Well, that was interesting.
On April 20, all the chatter among bond traders was about the imminent plunge of 10-year German Bund yields into negative territory. Instead they were caught off guard by a sudden, steep and seemingly inexplicable reversal. The 10-year yield doubled within two days, on its way to a stunning eightfold gain by mid-May. Meanwhile the 5-year yield, which had languished in negative territory since the beginning of the year, broke through the zero bound on its way to a peak of 0.11%. Other assets reacted accordingly. US Treasury yields jumped, the euro broke out against the dollar, and commodity prices gained.
No Friend, This Trend
Then, just as quickly as it began, it was all over. As the chart below shows, the sharp reversals that began in late April reached a peak in mid-May. With barely a pause to enjoy the view from on high, the reversals reversed. Eurozone yields, the euro and commodities fell in tandem. The 10-year Treasury also pulled back from its mid-May high though, interestingly, the 2-year yield remains elevated.
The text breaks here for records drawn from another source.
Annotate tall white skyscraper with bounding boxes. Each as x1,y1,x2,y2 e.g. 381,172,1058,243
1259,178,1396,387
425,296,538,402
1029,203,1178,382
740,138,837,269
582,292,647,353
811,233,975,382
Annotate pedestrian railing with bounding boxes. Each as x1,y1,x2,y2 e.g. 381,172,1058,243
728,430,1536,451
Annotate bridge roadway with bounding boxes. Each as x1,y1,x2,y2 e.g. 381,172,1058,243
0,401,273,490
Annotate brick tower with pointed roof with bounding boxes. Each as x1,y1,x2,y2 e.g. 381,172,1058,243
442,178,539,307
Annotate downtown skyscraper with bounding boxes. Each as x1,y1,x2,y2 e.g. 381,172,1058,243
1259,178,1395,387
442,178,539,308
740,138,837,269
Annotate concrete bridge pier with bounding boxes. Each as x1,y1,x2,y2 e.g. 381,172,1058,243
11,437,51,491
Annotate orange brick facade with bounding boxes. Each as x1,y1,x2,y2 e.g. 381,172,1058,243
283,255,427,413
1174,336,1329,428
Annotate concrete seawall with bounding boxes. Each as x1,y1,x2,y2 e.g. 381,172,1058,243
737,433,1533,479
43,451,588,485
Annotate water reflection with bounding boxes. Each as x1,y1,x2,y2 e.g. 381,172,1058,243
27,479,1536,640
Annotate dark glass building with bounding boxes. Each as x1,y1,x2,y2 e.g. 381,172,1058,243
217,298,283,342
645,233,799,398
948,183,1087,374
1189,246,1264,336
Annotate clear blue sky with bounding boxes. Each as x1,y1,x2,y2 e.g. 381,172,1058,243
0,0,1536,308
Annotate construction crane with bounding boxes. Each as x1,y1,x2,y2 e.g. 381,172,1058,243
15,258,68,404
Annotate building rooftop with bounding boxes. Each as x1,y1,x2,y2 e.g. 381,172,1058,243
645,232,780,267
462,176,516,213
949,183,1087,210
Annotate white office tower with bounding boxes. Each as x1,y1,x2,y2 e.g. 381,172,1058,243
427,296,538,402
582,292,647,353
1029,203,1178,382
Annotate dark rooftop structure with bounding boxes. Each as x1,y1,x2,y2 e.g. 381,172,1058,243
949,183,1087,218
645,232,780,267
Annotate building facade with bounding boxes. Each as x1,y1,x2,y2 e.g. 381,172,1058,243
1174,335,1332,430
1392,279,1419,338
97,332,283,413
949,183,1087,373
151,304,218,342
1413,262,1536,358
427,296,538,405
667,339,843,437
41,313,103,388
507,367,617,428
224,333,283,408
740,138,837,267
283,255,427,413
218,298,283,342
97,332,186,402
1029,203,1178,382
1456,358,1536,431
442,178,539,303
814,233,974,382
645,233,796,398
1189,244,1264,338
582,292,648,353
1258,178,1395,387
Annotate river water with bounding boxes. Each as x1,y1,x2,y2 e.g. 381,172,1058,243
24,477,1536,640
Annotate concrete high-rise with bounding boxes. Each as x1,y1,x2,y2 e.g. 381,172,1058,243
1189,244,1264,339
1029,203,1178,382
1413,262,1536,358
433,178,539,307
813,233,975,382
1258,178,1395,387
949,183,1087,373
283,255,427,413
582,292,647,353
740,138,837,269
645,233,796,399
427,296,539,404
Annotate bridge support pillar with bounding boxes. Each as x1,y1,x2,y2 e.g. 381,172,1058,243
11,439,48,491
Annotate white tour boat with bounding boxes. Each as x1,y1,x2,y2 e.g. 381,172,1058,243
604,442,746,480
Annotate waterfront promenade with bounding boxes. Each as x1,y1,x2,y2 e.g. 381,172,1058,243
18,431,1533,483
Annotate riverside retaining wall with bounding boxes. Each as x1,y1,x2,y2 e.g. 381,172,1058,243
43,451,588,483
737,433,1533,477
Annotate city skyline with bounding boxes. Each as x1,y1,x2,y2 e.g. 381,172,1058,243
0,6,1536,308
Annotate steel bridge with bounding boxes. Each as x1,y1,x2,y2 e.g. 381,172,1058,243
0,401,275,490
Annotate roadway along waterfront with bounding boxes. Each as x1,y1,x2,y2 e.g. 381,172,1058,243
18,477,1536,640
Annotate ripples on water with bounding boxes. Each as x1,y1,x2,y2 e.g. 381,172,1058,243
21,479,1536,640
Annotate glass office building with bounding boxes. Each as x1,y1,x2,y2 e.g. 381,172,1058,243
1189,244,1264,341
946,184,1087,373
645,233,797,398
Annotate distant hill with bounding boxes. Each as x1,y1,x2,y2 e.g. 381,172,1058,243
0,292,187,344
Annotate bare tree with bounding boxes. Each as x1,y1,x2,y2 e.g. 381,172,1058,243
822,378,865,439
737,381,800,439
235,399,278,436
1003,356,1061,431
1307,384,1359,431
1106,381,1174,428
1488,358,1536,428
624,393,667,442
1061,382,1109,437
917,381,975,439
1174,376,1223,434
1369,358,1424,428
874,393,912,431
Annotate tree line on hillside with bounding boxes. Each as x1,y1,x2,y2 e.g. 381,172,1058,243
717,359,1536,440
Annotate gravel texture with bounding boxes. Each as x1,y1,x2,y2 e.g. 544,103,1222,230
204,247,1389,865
All this has resulted in a collective head-scratching among market observers, particularly with regard to what drove that initial sudden spike in Bund yields. Some pointed to liquidity concerns as a result of increased ECB purchases, while others posited the incongruence of negative yields with somewhat improving Eurozone growth and inflation prospects. A handful of weaker than expected data points in the US may have helped the dollar’s decline. None of these explanations, though, make a convincing case for the timing and magnitude of the reversal. A more plausible explanation may simply be technical: a bevy of algorithms were programmed to kick in when the 10-year Bund approached zero, and traders duly piled on.
Back to the Periphery
Another curious feature of the April-May reversal was its concentration in the core, rather than the periphery, of Eurozone yields. Peripheral spreads actually tightened against the Bund during this period. The chart below shows the year-to-date trend of the Spanish 5-year benchmark issue relative to the 5-year Bund. Spanish yields rose by less than Bunds through mid-May, but the spread has widened notably since then.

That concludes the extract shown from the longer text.